Senator for New Brunswick
- In office January 30, 2020 – July 15, 2021
- Nominated by: Justin Trudeau
- Appointed by: Julie Payette
- Preceded by: Paul McIntyre

Personal details
- Born: Marie Georgine Judith Vallee May 19, 1957 Montreal, Quebec, Canada
- Died: July 15, 2021 (aged 64) Fredericton, New Brunswick, Canada
- Party: Independent
- Children: 2
- Alma mater: University of Ottawa (BA); Université de Moncton (LLB);
- Occupation: Lawyer; public servant;

= Judith Keating =

Canadian senator (1957–2021)

Marie Georgine Judith Keating ( Vallee; May 19, 1957 – July 15, 2021) was a Canadian senator, provincial civil servant, and lawyer from the province of New Brunswick, who also had a career in the public service.
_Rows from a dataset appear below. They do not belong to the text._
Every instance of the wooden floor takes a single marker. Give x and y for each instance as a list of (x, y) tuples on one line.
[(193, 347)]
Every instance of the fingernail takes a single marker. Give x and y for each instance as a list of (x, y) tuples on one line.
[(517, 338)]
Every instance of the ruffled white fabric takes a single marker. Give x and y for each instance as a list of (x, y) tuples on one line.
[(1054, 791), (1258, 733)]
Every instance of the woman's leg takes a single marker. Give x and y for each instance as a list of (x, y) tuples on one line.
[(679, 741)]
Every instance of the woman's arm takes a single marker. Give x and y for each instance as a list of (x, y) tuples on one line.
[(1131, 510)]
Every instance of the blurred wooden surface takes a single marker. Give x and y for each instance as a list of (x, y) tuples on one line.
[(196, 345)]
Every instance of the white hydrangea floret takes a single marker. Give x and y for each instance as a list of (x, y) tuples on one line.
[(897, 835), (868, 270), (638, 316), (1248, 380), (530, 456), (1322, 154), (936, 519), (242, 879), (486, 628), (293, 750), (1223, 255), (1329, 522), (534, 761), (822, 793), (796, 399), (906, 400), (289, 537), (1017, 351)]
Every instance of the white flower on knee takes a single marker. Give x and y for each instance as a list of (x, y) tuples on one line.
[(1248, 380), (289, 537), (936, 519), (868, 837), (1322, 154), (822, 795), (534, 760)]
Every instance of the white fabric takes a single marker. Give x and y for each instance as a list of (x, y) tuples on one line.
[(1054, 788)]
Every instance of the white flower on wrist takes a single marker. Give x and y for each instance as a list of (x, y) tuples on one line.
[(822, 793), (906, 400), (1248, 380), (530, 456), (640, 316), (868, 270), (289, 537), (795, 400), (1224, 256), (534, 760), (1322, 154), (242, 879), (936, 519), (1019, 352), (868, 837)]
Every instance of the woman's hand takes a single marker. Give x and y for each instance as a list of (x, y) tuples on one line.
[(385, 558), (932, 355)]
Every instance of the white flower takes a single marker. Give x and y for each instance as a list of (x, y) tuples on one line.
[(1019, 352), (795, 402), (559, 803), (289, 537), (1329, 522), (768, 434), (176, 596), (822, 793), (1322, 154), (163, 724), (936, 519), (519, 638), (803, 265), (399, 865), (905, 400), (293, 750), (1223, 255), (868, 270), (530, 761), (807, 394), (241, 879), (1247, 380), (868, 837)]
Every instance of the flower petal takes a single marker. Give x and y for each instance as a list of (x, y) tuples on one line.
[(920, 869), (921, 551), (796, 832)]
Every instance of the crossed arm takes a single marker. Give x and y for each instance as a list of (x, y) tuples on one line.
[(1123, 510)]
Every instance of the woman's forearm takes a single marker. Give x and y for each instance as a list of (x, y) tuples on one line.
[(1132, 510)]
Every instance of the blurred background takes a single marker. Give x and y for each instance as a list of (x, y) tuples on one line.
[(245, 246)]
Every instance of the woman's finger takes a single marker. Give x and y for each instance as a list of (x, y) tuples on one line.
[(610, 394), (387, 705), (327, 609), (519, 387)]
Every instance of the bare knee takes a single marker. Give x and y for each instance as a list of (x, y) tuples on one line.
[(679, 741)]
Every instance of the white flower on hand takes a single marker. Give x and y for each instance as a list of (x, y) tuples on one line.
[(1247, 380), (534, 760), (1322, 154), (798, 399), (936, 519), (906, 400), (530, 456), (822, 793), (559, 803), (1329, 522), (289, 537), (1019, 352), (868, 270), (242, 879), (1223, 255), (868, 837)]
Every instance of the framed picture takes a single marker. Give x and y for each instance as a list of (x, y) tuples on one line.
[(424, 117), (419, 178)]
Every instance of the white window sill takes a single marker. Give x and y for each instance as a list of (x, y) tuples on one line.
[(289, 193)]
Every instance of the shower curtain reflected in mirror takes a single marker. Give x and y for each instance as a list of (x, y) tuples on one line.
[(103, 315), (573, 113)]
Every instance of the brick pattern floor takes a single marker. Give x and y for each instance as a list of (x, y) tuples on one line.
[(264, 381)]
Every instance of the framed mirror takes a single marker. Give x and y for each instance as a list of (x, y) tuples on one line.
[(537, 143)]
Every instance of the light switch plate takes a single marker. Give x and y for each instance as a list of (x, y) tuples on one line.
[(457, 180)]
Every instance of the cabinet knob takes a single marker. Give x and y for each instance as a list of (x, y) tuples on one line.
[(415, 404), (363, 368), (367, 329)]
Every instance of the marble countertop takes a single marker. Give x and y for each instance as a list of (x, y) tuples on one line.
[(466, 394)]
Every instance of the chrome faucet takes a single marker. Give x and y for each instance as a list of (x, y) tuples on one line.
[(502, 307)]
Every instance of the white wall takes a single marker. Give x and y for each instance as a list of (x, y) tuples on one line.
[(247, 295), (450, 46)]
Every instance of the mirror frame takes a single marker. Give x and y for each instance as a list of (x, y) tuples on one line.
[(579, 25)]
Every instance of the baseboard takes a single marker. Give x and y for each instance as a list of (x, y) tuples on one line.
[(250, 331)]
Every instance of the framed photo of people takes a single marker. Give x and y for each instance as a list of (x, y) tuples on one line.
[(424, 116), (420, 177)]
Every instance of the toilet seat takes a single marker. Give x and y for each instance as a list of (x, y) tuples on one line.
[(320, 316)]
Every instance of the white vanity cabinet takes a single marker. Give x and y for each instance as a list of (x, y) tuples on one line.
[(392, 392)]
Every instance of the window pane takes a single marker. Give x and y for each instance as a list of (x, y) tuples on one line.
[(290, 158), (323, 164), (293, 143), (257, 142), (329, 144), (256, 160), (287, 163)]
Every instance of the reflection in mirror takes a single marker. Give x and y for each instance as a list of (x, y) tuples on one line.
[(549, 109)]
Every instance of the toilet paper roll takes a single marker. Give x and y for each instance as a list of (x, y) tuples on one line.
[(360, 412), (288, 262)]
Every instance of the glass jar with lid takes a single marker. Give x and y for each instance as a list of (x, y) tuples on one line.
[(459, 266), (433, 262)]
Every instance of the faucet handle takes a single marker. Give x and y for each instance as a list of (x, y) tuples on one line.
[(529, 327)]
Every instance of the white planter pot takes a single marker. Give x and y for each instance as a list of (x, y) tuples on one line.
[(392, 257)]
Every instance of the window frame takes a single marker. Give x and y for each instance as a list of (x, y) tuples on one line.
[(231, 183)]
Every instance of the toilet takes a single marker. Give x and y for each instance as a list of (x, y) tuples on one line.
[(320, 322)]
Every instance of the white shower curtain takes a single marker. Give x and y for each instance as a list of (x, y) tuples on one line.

On January 30, 2020, Keating was nominated by Prime Minister Justin Trudeau to fill the vacant Senate seat in New Brunswick, which had become vacant earlier in the month following the mandatory retirement of former Senator Paul McIntyre.

== Career ==
Prior to being appointed to the Senate, Keating had served in various capacities with the government of New Brunswick, including as Chief Legislative Counsel, Chief Legal Advisor to the Premier of New Brunswick, the province's First Nations Representative, and a provincial chair of the working group on Truth and Reconciliation. She was the first woman to serve as Deputy Minister of Justice and Deputy Attorney General of New Brunswick. She was also, at the time of her appointment to the Senate, editor-in-chief of the Canadian Bar Association’s Solicitor’s Journal.

Keating died on July 15, 2021, at the age of 64 after a period of declining health.